In a room there are N light bulbs, initially they are all switched off. For N times, I do the following: I randomly choose one bulb and switch it on if it is off or switch it off if is on.
What is the probability that after my N actions all light bulbs are off?
The answer is 0 if N is odd. However when N is even I get a bit lost in the computations. I tried a brute force combinatorics approach but I failed. Then I thought of a random walk where each state is the number of light bulbs switched on. This provides me with an algorithm to compute the probability but I cannot find a closed form
Best Answer
The number of sequences of switches is $N^N$.
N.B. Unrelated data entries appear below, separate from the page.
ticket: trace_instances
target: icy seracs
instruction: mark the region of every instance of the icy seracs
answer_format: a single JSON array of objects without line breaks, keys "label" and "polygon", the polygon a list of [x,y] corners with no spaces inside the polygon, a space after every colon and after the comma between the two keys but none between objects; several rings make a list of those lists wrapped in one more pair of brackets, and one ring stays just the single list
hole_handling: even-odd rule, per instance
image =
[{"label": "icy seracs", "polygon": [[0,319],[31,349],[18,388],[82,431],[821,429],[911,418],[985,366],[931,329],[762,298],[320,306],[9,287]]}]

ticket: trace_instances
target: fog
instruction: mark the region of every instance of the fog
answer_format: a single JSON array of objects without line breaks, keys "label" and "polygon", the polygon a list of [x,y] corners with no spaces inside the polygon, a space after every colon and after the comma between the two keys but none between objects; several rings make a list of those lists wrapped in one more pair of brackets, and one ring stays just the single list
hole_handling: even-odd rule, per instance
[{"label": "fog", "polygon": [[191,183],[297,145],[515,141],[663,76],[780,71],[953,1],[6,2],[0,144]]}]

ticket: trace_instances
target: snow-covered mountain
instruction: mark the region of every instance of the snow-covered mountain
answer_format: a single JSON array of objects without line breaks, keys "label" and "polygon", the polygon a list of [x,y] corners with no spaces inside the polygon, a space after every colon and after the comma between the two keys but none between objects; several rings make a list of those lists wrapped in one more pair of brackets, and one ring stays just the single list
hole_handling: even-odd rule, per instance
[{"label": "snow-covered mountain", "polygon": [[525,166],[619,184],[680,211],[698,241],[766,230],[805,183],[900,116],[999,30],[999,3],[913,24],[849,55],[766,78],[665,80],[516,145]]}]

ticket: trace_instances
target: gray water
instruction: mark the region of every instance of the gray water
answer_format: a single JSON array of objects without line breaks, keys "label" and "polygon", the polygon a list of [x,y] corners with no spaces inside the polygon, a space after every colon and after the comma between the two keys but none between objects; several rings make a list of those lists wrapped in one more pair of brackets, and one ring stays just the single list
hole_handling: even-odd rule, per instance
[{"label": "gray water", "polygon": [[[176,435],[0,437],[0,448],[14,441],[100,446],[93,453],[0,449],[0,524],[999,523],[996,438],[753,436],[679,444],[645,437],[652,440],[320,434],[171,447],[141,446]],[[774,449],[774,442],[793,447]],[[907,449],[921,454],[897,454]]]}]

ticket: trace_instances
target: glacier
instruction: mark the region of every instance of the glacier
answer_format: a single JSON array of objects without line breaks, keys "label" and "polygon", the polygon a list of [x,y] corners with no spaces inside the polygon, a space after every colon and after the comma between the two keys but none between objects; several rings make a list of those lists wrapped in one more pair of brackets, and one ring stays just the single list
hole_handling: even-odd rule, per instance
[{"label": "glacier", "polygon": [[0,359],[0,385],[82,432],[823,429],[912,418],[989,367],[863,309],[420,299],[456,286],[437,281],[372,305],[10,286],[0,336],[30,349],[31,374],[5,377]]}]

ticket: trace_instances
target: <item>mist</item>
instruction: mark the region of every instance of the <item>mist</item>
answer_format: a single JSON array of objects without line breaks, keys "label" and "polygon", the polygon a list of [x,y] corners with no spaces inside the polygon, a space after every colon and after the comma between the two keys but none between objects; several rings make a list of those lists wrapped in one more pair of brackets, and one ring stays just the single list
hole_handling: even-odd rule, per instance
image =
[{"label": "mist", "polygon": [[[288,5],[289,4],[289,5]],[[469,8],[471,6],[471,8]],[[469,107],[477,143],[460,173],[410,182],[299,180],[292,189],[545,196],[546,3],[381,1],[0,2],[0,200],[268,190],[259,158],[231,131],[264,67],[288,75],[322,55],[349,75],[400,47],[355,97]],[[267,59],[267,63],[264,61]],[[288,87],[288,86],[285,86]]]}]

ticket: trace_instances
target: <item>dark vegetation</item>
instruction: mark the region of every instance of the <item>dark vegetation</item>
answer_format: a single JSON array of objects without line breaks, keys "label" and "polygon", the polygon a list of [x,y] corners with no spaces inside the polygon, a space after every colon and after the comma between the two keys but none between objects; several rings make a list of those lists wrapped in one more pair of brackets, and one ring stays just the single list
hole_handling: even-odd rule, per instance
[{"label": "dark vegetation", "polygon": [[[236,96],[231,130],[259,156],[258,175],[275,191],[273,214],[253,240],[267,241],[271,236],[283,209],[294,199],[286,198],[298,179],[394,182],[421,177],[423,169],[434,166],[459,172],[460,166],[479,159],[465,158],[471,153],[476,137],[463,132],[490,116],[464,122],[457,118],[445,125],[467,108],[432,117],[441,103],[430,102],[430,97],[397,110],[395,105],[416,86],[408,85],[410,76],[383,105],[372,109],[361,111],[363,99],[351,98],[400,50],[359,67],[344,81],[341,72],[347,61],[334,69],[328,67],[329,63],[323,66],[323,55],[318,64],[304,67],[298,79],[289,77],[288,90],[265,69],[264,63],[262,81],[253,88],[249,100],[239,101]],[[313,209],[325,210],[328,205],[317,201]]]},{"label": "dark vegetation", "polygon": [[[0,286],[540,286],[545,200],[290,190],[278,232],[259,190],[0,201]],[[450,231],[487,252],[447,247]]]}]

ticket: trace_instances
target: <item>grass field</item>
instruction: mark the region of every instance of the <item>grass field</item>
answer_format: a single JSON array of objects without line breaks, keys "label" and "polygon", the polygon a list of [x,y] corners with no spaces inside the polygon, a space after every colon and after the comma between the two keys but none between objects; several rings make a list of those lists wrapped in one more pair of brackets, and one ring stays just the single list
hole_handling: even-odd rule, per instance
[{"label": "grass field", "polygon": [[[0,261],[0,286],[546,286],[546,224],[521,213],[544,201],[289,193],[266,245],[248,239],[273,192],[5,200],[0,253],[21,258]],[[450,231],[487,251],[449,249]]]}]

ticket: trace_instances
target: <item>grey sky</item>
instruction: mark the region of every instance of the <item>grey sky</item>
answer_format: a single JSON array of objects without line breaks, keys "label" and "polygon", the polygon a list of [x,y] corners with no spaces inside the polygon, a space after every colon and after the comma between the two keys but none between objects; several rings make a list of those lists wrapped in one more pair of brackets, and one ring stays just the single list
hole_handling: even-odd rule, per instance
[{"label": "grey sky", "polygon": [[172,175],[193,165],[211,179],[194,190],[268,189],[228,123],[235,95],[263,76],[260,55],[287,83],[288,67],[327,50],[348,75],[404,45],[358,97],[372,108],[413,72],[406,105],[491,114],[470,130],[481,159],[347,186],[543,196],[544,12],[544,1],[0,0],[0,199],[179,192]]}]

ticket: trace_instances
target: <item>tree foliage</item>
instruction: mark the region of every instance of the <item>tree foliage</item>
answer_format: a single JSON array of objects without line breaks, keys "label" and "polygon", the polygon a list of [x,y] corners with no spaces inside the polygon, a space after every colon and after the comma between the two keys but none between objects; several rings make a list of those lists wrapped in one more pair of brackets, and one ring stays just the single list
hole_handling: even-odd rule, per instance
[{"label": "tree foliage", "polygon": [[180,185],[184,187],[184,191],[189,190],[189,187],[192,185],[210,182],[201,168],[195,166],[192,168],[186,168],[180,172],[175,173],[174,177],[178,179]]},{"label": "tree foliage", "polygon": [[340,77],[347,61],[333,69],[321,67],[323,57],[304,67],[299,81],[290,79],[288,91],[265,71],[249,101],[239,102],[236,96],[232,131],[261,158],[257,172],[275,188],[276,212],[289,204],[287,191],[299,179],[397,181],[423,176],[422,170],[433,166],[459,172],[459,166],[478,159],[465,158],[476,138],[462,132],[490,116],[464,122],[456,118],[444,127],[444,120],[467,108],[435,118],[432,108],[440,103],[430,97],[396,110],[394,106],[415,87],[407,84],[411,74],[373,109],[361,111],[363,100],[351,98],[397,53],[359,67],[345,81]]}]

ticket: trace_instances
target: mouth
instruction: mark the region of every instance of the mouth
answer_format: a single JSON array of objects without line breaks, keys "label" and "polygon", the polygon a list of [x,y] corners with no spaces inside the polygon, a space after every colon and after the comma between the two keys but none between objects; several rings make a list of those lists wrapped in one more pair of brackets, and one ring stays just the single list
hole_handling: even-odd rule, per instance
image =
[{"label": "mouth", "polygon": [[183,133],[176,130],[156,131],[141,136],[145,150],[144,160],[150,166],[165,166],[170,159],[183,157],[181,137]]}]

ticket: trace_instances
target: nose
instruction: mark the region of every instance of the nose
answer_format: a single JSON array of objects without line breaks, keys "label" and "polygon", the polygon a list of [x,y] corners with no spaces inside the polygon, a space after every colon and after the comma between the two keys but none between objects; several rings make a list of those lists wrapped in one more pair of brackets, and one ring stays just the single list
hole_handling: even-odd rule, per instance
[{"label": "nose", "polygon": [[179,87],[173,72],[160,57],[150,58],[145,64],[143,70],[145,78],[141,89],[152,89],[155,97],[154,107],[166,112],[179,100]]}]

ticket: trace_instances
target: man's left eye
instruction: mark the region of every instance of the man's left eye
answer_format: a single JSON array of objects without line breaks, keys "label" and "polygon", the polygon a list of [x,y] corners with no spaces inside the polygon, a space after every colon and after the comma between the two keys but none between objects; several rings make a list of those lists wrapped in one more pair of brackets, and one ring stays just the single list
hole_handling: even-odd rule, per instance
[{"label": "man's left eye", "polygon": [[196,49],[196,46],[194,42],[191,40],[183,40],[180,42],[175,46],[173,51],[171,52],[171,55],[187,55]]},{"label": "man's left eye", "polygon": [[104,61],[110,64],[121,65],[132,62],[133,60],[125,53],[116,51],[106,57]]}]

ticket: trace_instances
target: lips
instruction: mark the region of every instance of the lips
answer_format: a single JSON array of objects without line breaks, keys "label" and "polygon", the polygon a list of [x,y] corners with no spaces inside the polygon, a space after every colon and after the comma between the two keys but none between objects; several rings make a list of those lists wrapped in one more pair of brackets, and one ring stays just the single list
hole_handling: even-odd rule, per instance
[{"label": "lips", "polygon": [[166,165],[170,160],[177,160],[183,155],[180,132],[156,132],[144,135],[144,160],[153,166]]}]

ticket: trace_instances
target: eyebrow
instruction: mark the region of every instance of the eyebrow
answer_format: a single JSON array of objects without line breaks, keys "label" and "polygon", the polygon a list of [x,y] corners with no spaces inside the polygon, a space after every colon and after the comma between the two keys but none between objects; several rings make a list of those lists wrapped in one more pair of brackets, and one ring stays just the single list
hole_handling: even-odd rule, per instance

The number of sequences leaving all the lights off is tabulated at http://oeis.org/A209289 (Number of functions $f:\{\,1,2,\dots,2n\,\}\to\{\,1,2,\dots,2n\,\}$ such that every preimage has an even cardinality). Here $N=2n$. The formula $$a(n) = \sum_{i=0}^{2n} (n-i)^{2n}{\binom {2n}i}$$ and the estimate $$a(n) \sim {c n^{2n} 2^{2n} (1-r)^{2n} \over (2-r)^n r^n e^{2n}}$$ are given, where $r = 0.1664434403990353015638385297757806508596082\dots$ is the root of the equation $((2/r)-1)^{1-r} = e^2$, and $c = 1.66711311920192939687232294044843869828\dots$.
$N^N=(2n)^{2n}=2^{2n}n^{2n}$, so the probability is asymptotic to $${c (1-r)^{2n} \over (2-r)^n r^n e^{2n}}=c\alpha^n$$ where $\alpha=(1-r)^2/((2-r)re^2)$.